Já o pesquisador Márcio Borges-Martins, da Universidade Federal do Rio Grande do Sul (UFRGS), estuda o anfíbio Melanophryniscus cambaraensis, ameaçado e endêmico da região do Planalto das Araucárias, no RS. Ele informa que há registros de apenas duas populações dessa espécie, uma no Parque Nacional da Serra Geral (no Cânion Fortaleza) e outra na Floresta Nacional de São Francisco de Paula, sendo que a população do Parque Nacional não é avistada desde 1990, apesar dos esforços de amostragem.
“Por apresentar distribuição restrita, com poucas populações conhecidas, supostamente pequenas, a espécie está avaliada como Em Perigo (EN) no Brasil e como Criticamente em Perigo (CR) pela IUCN. As principais ameaças a essas populações estão relacionadas à degradação do ambiente, mas as causas do desaparecimento da população de Cambará do Sul ainda não são compreendidas. A população da Floresta Nacional de São Francisco de Paula já foi estudada e parece ser bem pequena, da ordem de poucas centenas de indivíduos adultos”, relata Borges-Martins.
O pesquisador acredita que, na região do M. cambaraensis, a ocorrência de ciclones tropicais não é comum e não seria uma ameaça importante, pois o único evento ocorrido no ano de 2004 não causou impactos que tenham sido percebidos na espécie. “Porém, considerando o contexto de aquecimento global e o aumento de eventos climáticos extremos, como estamos vendo atualmente no RS em termos pluviométricos, é possível que no futuro próximo tenhamos mais eventos dessa natureza, gerando impactos mais significativos nas áreas florestadas do nordeste do Estado e consequentemente nas espécies endêmicas dessa região”.
Ações para conservação
A população do sapinho M. cambaraensis, atualmente protegida in situ na Floresta Nacional de São Francisco de Paula, vem sendo estudada ao longo das últimas décadas. “Atualmente um novo ciclo de monitoramento populacional está sendo planejado, além de novos estudos sobre sua ecologia. A busca por novas populações já foi iniciada em 2023 e deve também ser mantida nos próximos anos”, informou Borges-Martins.

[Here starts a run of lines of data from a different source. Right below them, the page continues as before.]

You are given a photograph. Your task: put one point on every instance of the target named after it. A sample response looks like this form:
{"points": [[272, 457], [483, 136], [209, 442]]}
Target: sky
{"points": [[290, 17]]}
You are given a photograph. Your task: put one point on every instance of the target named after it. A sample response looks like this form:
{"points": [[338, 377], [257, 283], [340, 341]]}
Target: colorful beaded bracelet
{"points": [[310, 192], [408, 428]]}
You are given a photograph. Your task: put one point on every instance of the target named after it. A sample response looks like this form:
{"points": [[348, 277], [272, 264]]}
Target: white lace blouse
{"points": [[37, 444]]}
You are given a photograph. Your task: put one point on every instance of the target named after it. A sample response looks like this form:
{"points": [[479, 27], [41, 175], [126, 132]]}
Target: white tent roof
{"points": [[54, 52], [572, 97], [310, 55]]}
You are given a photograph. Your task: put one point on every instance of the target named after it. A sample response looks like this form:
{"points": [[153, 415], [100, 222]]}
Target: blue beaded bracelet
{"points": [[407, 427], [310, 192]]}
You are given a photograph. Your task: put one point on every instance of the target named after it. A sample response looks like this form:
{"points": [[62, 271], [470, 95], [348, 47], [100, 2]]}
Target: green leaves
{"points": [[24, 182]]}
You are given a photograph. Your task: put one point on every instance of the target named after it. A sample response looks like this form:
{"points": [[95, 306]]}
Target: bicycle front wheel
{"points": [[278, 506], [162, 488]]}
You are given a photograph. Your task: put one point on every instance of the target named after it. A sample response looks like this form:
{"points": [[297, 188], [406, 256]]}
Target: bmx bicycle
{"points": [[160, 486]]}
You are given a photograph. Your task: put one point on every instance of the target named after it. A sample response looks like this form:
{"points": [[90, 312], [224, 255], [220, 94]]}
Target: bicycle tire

Contudo, as conclusões do estudo da PNAS evidenciam a necessidade de ações intensivas e urgentes de conservação das espécies e de seu ambiente. “Além dos impactos humanos, a frequência e a magnitude dos fenômenos naturais impulsionados pelo clima, como por exemplo as inundações no sul do Brasil, devem aumentar nos próximos anos, com impactos desconhecidos. Isso ressalta a necessidade de implementar medidas de conservação para proteger espécies em risco devido a fenômenos naturais”, alerta Gonçalves.
O estudo aponta que a conservação e restauração ao nível dos ecossistemas podem mitigar eficazmente a ameaça a longo prazo representada pelos riscos naturais para a biodiversidade, embora a eficácia de tais esforços possa depender da frequência e magnitude desses eventos.
Os autores sugerem que barreiras naturais como dunas de areia maduras, florestas de manguezais, florestas secundárias, zonas úmidas e recifes de coral, por exemplo, são elementos importantes de proteção da costa e mitigação de inundações durante furacões e tsunamis. Conectar fragmentos de vegetação nativa e manchas florestais com amplos corredores e estabelecer áreas protegidas no entorno de regiões de risco, além de preservar os existentes, também pode atuar para proteger habitats de alta qualidade e aumentar a produtividade da faixa ocupada pelas espécies, reduzindo o risco de extinção por desastres naturais, como vulcões e terremotos.